Ken Lam conducts the Hong Kong Sinfonietta
© HK Sinfonietta Ltd

The Sinfonietta’s rendition of Barber’s symphony was engaging and grandeur was the order of the day, with brilliant surging in the strings, fine brass chorales, and a notably strong showing from the viola section in the opening Allegro. The precision of the violin’s triplets set the trend for much of Scherzo section as tension was increased notch by notch. In stark contrast, the wonderfully mournful solo oboe playing by Kenneth Sze Yu-hey in the extended Andante tranquillo was a delight. A long and intense crescendo finally led to a mighty Finale powered by the augmented orchestra.

“There is so much to admire in the work that it cannot be dismissed as a piece of buffoonery,” wrote an anonymous Times critic following the performance of Igor Stravinsky’s Octet for Wind Instruments at the 1924 Salzburg Festival. Given the curious combination of wind and brass instruments and the frenetic scales and rhythms found in the “neoclassical” Octet, this was generous amongst the scathing reviews of the time. But as both bassoonists and the clarinettist demonstrated with bravura, Stravinsky’s interplay is far from buffoonery and, in fact, delightfully entertaining. While steering the fine ensemble of Sinfonietta players, Lam visibly relished the Finale’s Russian Circle Dance and its gentle jazz licks as he also moved to the groove.

The delayed Asian premiere (Covid-induced) of London-born composer Anna Clyne’s Sound and Fury (2019) was the opener. The work, co-commissioned by Hong Kong Sinfonietta and two other ensembles, was written at a time when highly-charged politics were at play. The title, taken from Macbeth’s famous soliloquy, is more or less a rebuke to world leaders and their constant threat to world peace. The score is a fascinating: an imaginative fusion of light and dark aspects, new and old devices, and even a touch of Haydnesque humour. Clyne has explained that she drew inspiration from Haydn’s Symphony no. 60, where the strings come to a grinding halt and re-tune, and a snippet from Bartok’s Concerto for Orchestra was also included. The Sinfonietta under Lam played with energy and precision and the work ended with a recorded voiceover of Shakespeare’s well-known stanza. Would a live actor on stage been more effective? Perhaps. 

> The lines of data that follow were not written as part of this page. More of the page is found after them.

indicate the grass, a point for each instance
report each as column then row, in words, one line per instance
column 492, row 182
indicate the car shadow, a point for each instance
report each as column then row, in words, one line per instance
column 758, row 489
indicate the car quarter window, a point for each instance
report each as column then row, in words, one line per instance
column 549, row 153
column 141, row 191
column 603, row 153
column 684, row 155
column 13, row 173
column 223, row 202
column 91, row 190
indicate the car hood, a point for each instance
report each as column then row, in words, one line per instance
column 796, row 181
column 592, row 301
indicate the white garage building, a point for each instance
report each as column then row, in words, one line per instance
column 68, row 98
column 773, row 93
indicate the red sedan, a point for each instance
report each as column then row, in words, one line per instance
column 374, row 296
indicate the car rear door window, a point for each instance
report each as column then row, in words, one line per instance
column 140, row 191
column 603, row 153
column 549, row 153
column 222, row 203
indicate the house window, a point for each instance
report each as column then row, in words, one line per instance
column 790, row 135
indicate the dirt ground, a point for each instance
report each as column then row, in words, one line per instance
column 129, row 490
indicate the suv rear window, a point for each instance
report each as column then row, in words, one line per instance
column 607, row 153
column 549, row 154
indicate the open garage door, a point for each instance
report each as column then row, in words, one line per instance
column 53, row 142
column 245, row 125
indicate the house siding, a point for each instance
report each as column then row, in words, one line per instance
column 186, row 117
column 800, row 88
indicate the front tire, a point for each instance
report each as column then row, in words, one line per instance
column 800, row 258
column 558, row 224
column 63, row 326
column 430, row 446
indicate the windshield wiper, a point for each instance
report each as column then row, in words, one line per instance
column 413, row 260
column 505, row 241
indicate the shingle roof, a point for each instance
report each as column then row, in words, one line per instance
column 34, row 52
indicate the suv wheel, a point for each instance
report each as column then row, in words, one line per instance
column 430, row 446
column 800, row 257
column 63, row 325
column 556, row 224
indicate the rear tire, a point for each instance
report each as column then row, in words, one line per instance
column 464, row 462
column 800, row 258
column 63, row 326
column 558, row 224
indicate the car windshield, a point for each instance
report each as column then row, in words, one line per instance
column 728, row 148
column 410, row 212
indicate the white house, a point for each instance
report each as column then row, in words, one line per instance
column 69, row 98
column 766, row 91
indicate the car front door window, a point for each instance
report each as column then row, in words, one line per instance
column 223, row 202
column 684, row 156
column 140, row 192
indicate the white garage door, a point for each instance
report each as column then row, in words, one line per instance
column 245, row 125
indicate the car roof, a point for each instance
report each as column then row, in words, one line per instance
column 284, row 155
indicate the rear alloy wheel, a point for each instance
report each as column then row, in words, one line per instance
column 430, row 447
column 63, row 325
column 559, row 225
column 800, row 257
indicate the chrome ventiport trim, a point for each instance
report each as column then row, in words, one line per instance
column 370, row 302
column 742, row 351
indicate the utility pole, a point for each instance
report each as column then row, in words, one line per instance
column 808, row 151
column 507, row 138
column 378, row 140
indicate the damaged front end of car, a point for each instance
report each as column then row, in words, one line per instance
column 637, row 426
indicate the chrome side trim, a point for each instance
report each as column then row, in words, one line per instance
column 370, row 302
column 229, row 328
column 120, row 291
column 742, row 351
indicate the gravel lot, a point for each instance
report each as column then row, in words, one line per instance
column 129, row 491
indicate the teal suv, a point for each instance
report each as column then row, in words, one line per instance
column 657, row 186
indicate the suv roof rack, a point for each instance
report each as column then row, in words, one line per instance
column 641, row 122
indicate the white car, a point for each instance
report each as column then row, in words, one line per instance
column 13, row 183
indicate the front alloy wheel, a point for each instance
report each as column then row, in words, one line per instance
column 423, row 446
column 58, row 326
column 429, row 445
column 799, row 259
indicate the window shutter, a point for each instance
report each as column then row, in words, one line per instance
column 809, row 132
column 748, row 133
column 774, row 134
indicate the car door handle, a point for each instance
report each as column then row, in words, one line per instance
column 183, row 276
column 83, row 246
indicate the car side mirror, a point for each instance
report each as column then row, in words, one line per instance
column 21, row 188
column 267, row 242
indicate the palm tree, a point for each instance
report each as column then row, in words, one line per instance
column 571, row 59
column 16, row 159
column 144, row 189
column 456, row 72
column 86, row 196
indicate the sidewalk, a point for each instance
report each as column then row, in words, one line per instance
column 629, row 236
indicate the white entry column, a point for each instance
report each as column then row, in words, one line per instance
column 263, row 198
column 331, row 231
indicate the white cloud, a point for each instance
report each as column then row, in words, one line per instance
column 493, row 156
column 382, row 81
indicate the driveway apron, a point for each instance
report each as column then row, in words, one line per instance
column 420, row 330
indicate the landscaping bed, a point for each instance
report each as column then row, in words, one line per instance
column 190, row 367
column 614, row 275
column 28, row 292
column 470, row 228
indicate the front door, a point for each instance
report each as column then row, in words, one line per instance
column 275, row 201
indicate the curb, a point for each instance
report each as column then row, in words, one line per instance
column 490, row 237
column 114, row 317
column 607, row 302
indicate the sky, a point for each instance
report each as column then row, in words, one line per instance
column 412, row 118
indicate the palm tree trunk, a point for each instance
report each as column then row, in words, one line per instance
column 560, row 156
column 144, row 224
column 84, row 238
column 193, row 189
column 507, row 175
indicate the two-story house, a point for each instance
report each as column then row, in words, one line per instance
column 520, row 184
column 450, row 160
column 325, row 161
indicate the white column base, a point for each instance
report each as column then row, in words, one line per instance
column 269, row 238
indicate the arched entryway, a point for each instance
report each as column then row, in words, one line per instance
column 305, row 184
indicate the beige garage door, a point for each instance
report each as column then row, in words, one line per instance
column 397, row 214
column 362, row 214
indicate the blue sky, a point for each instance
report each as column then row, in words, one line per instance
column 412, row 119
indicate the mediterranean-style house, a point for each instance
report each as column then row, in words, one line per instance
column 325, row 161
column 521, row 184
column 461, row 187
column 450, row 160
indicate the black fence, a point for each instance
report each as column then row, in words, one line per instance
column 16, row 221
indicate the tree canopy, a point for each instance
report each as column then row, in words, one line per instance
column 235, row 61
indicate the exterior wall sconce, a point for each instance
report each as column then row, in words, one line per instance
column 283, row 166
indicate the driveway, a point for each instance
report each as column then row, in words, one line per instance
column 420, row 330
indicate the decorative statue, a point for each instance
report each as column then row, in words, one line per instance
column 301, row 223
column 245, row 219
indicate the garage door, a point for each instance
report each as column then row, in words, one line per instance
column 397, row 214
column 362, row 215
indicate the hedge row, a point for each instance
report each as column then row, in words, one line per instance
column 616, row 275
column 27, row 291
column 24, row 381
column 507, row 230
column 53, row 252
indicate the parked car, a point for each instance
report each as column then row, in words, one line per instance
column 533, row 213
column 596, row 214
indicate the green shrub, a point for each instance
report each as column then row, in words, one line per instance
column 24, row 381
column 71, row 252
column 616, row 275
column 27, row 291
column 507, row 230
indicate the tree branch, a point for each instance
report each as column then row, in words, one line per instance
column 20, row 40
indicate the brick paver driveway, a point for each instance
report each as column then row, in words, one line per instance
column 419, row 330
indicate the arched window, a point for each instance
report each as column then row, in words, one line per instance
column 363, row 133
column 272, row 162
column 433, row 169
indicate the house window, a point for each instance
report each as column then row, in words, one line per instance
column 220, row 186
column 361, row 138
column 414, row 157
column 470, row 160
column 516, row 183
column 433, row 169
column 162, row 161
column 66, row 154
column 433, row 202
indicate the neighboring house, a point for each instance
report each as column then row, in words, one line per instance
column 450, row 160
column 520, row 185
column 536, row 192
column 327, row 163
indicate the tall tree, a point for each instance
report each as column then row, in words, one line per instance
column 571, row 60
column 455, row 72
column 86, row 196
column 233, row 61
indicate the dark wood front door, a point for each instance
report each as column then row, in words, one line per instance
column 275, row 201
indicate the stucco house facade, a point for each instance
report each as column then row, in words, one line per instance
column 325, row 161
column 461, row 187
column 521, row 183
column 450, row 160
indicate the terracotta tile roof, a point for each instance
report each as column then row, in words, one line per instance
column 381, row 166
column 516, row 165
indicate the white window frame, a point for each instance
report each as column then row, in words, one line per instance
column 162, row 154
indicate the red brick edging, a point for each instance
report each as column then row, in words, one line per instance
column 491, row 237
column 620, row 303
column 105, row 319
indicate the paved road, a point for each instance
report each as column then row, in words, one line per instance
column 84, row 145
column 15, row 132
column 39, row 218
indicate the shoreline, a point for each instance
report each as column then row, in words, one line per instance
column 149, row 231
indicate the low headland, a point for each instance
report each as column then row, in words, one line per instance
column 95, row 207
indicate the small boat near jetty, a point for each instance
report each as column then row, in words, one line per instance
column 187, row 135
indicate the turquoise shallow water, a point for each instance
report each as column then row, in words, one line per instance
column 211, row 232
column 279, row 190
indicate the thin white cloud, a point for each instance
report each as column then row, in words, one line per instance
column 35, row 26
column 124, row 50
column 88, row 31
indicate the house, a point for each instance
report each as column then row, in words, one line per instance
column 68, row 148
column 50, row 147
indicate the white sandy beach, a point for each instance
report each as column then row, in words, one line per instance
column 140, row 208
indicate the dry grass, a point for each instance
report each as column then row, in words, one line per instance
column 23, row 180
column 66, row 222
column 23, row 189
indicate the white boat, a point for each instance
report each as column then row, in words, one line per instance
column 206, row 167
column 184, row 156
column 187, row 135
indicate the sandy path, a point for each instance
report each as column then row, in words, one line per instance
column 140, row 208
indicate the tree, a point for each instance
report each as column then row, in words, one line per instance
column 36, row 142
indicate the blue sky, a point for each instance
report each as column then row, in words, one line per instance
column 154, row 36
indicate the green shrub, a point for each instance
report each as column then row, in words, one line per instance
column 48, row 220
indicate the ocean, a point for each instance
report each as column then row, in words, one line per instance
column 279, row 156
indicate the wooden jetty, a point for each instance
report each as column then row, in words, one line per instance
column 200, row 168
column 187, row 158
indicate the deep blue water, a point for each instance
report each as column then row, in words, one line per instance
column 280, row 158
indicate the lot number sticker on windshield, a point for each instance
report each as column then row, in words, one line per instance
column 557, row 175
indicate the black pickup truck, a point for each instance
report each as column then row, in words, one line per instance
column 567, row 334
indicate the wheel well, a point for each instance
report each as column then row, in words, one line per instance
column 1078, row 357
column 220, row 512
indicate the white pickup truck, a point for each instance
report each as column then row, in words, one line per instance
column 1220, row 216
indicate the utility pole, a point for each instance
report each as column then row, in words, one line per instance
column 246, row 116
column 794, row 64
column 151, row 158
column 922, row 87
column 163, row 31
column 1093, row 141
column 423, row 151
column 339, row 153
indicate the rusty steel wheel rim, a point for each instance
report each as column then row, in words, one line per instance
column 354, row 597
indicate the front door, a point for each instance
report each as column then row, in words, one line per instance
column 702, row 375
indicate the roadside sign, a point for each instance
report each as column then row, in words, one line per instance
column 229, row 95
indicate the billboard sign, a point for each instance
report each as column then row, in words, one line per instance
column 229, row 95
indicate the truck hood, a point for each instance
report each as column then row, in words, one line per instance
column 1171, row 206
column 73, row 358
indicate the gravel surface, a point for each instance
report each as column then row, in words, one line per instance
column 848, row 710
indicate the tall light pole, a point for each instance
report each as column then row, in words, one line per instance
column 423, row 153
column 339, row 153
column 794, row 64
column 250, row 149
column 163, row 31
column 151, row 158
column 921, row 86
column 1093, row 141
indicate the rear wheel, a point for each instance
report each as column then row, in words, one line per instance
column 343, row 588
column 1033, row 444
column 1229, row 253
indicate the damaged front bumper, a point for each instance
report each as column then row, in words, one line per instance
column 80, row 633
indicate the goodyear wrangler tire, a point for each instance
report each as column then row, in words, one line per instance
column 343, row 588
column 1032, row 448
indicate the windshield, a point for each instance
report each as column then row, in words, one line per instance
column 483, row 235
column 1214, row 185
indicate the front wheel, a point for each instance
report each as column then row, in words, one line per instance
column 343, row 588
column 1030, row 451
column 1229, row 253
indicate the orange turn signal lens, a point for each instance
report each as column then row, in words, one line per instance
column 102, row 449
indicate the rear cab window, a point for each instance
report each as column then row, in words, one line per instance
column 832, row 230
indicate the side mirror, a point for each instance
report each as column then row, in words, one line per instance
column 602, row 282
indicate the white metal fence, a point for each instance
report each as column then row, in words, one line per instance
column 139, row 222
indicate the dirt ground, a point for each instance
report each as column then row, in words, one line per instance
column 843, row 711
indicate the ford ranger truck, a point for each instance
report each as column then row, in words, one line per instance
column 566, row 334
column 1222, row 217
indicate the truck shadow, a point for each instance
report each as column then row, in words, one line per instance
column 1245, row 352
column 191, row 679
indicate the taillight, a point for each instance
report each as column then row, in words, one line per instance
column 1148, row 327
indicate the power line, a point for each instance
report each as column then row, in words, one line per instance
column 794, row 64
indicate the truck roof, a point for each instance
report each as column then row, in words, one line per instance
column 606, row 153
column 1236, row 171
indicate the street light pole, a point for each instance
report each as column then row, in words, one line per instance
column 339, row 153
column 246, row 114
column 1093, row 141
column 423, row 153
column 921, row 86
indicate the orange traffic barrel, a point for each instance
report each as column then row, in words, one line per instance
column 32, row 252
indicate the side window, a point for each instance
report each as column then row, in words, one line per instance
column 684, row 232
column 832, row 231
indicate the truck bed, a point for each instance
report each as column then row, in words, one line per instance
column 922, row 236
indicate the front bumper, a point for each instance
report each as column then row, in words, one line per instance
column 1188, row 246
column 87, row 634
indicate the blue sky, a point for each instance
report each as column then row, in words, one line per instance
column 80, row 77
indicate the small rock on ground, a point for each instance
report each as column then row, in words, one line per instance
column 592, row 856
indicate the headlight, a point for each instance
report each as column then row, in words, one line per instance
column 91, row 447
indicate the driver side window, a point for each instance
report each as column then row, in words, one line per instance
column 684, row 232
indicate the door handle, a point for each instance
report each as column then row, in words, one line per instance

Luka Faulisi, Ken Lam and the Hong Kong Sinfonietta
© HK Sinfonietta Ltd

For all its intrinsic eccentricity and playful wit that one associates with Prokofiev’s Violin Concerto no. 1 in D major, young French violinist Luka Faulisi’s playing underwhelmed. Though clearly gifted, an obvious disconnect with his colleagues on stage translated into a lack of communication with Saturday’s audience. Prokofiev famously said to David Oistrakh while rehearsing the second theme of the Andantino, “play it as though you’re trying to convince someone of something”. If only Faulisi had been convincing and narrated a story from this skittish music. The 1923 premiere of Prokofiev’s concerto didn’t go so well either, where it was completely overshadowed by... Stravinsky’s Octet!